Antigamente, havia o dia (ou a noite, aliás) de ir, em família, “ver as luzes”. Percorríamos a cidade olhando para cima com fascínio e reverência. Demoravamo-nos pelas ruas, a reparar em cada montra, tão bonitas todas. E sentíamos, na simplicidade do “uma bola aqui, um laço acolá”, uma magia que nos aquecia por dentro.
De há uns anos para cá surgiu, de forma galopante, o turismo de Natal e Espinho está, sem dúvida, nesse mapa. Podemos passar de novembro a janeiro um fim de semana numa cidade diferente e usufruir de atividades que nos fazem mergulhar verdadeiramente no mundo do Natal com propostas de animação, entretenimento, gastronomia e muito mais. A magia deixou de estar nos arcos acima das nossas cabeças e agora há um “pisca-pisca” que vem de todas as direções.

Só que, no meio disso tudo, parece-me que as montras também já não são o que eram. A montra de uma loja deve ser, a meu ver, uma janela mágica, seja grande ou pequenina. A montra representa o espaço que se abre para o que está no seu interior, que permite a quem passa perceber qual é a identidade do negócio, que deve despertar o desejo de entrar, e o lojista pode e deve usá-la para comunicar com os seus “voyeurs”. É bonito quando notamos, numa montra, onde alguém dedicou tempo e usou a capacidade criativa no sentido de “embrulhar” de espírito natalício os produtos que vende, encontrando assim uma forma divertida, ternurenta ou mesmo surpreendente de criar essa ligação e, assim, transmitir uma mensagem a quem passa. Penso que se nota claramente quando existe esse investimento, e aqui ainda há lugares assim: a Farmácia Higiene, a Backdoor, o Mar de Prendas e mais um ou dois salões de chá que apostam no vitrinismo como uma forma de comunicação com quem passa.

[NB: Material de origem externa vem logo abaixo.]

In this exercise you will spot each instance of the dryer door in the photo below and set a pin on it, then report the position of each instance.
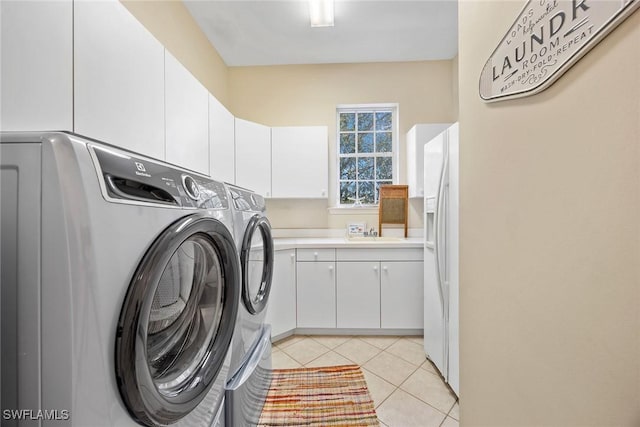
(177, 321)
(256, 258)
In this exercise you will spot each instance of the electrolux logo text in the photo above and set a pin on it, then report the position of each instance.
(36, 414)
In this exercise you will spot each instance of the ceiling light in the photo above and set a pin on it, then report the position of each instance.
(321, 13)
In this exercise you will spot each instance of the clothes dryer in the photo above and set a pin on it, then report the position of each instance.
(120, 286)
(251, 346)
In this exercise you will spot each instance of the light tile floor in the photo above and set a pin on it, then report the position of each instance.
(405, 387)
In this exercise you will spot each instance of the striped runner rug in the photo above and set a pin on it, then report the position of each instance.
(326, 396)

Contam uma história através das montras e acho isso delicioso! Há um esforço para atrair a curiosidade pelo próprio produto e não por luzes e objetos grandes com purpurinas, iguais aos demais, colocados sem critério junto a eles (ou, por vezes, substituindo-os na totalidade).

Não há tempo, não há necessidade para mais, mas é pena. Para vender não devia bastar ligar umas luzes e forrar tudo de dourado; devia ser preciso um pouco mais para que quem circula ceda ao consumismo. Todos sabemos que o que importa não são as prendas. Mas comprar, comprar, comprar é o que tende a comandar nestas semanas que antecedem o Natal. Cedemos todos à pressão de ter de arranjar presentes para este mundo e o outro. Porque se vamos dar um “miminho”, como muita gente lhe chama, ao amigo X temos de dar também ao amigo Y e miminho não devia ser isso.

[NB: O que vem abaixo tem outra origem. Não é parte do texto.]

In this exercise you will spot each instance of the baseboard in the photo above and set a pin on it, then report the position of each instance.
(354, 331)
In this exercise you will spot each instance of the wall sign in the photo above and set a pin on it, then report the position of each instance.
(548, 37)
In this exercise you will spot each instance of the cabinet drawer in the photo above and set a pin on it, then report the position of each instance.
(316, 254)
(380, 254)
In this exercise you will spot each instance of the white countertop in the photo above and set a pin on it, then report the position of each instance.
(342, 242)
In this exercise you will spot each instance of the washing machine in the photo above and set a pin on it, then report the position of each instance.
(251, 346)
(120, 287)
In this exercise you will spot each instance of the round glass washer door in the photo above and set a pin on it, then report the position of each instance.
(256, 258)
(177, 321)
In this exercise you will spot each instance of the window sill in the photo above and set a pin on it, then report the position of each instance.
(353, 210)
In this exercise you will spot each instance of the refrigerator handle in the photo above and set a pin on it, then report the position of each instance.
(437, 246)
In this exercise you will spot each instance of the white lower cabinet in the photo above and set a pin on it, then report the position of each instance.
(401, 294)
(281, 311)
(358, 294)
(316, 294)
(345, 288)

E depois ainda há outra coisa! Todos caímos no mesmo erro: perguntar aos filhos ou aos sobrinhos o que vão “pedir ao Pai Natal”, só porque nós temos cá dentro entranhado e incutido o “comprar, comprar, comprar” e porque estamos tão concentrados naquela luzinha a trinta centímetros da nossa cara que nem conhecemos os que nos rodeiam e os seus gostos. Temos de nos mentalizar que eles não iriam sequer pensar em pedir fosse o que fosse se não puxássemos o assunto. Vivemos num mundo em que criamos vontades, em nós e nos outros, e não sabemos mesmo sair deste circuito.

Há que mudar a pergunta. “O que vamos construir um para o outro este Natal? O que vamos construir um com o outro este Natal? O que vamos dar de nós aos outros este Natal? De que forma vamos nutrir juntos esta época?”, e parece-vos ou não muito melhor? Ah e já agora, reutilizem o papel de embrulho e as fitinhas do ano passado que têm naquela gaveta ou caixote esquecido arrumado algures (ou puseram tudo ao lixo?).